Die beiden Autoren Benni Bublak und Arne Christian Wolff am Berg (plus Alles Laufbar-Autor Christian Bruneß, rechts)

Contra

Im Leistungssport gehört Gewinnen und Verlieren immer dazu. Die meisten von uns lernen schnell, dass sie nicht zu den Siegern und Siegerinnen gehören. Unsere Motivation ist vielfältig, aber das Podest gehört selten zu unseren erreichbaren Zielen. Beim Transvulcania können persönliche Ziele das Überwinden der Distanz oder Höhenmeter sein, das Durchkommen bei schweren Bedingungen oder das Erleben einer außergewöhnlichen Landschaft. Die wenigsten verfolgen das Ziel, zu den besten Athleten des Tages zu gehören. Will man den Transvulcania gewinnen, muss man aber zur absoluten Spitze des Trailsports gehören.

Zu dieser Spitze gehören auch Dimitry Mityaev und Tom Evans. Sie sind es gewohnt zu siegen. Doch beim Transvulcania laufen sie plötzlich mit vielen weiteren starken Konkurrenten, und diesen Faktor können sie nicht beeinflussen. Aus Verzweiflung ergreifen sie die Hand des Mitstreiters, um ja nicht der Verlierer zu sein. Und so kommt es, wie es kommen muss: Zwei ebenbürtige Läufer laufen beim Transvulcania gemeinsam Hand in Hand über die Ziellinie, abgesprochen wenige Kilometer vor dem Ziel. Die Zuschauermenge ist emotional gerührt.
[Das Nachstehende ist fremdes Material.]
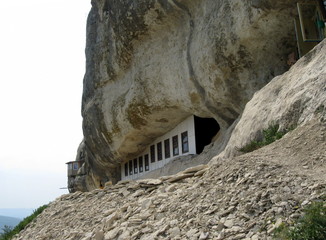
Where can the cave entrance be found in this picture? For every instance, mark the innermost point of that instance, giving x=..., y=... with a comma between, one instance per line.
x=205, y=130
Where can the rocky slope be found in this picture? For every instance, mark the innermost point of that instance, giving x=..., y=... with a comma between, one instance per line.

" Im TV läuft statt Fußball die Zusammenfassung zweier Helden, die gemeinsam und doch getrennt über einen Vulkan rennen. Einer von beiden wird jedoch enttäuscht ins Bett gehen ... "

Arne Christian Wolff findet ein Wettstreit darf erst an der Ziellinie enden und keinen Meter davor.
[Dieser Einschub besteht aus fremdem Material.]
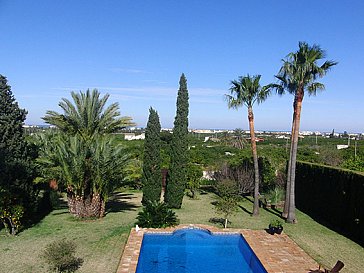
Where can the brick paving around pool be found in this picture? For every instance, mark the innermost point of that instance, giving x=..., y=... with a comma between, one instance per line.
x=277, y=253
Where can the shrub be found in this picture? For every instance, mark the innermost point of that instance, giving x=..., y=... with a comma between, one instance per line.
x=157, y=215
x=60, y=256
x=228, y=198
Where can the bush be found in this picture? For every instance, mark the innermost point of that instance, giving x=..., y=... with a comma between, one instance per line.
x=156, y=215
x=228, y=198
x=60, y=256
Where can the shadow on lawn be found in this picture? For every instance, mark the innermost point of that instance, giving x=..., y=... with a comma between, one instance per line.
x=119, y=202
x=273, y=211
Aber es hätte auch anders laufen können. Ein Gedankenspiel: Der Gewinner Jonathan Albon überquert nach 07:03 Stunden die Ziellinie. Die Liveübertragung fängt die Bilder des Siegers nur kurz ein, denn hinter Jonathan entbrennt ein legendärer Zweikampf: Tom Evans liegt wenige Schritte vor seinem Teamkollegen Dimitry Mityaev. Dieser zieht plötzlich an und setzt sich an die Spitze. Tom Evans hält erbittert dagegen. Es entsteht auf den letzten Metern ein unglaublicher Schlagabtausch. Die Zuschauer sind völlig in Ekstase! Die zum Abklatschen hingehaltenen Hände der Fans werden völlig ignoriert. Jeder versucht, die letzte Energiereserve zu mobilisieren, sie haben nur den Blick für die Ziellinie – das Ende des wirklichen Leidens, nicht drei Kilometer vor dem Ziel. Und dann ist alles vorbei! Um einen halben Schritt hat einer der beiden das Nachsehen. Die Teamkollegen fallen sich in die Arme, um gemeinsam zu lachen oder zu weinen. Was für ehrliche Emotionen! Niemand wird sich an diesem Tag an den Sieger Jonathan Albon erinnern. Denn das Finale um den zweiten und dritten Platz wird in die Geschichte des Trailsports eingehen. In den sozialen Medien wird das Video millionenfach angeschaut. Im TV läuft statt Fußball die Zusammenfassung zweier Helden, die gemeinsam und doch getrennt über einen Vulkan rennen. Einer von beiden wird jedoch enttäuscht ins Bett gehen, aber am nächsten Tag wieder voller Motivation aufstehen und noch ehrgeiziger trainieren, denn der nächste Transvulcania kommt bestimmt.

Leider bleibt der letzte Absatz eine Fiktion. In der Realität ergreifen zwei unglaubliche Sportler sich bei den Händen und laufen gemeinsam über die Ziellinie. Die Emotionen sind gespielt und gekünstelt. Sie berauben sich persönlich und den Zuschauern der wirklich ehrlichen Emotionen ums Gewinnen und Verlieren. Training ist der tägliche Kampf gegen sich selbst, aber am Wettkampftag für wenige Stunden auch mal gegen Konkurrenten, Kollegen und Freunde.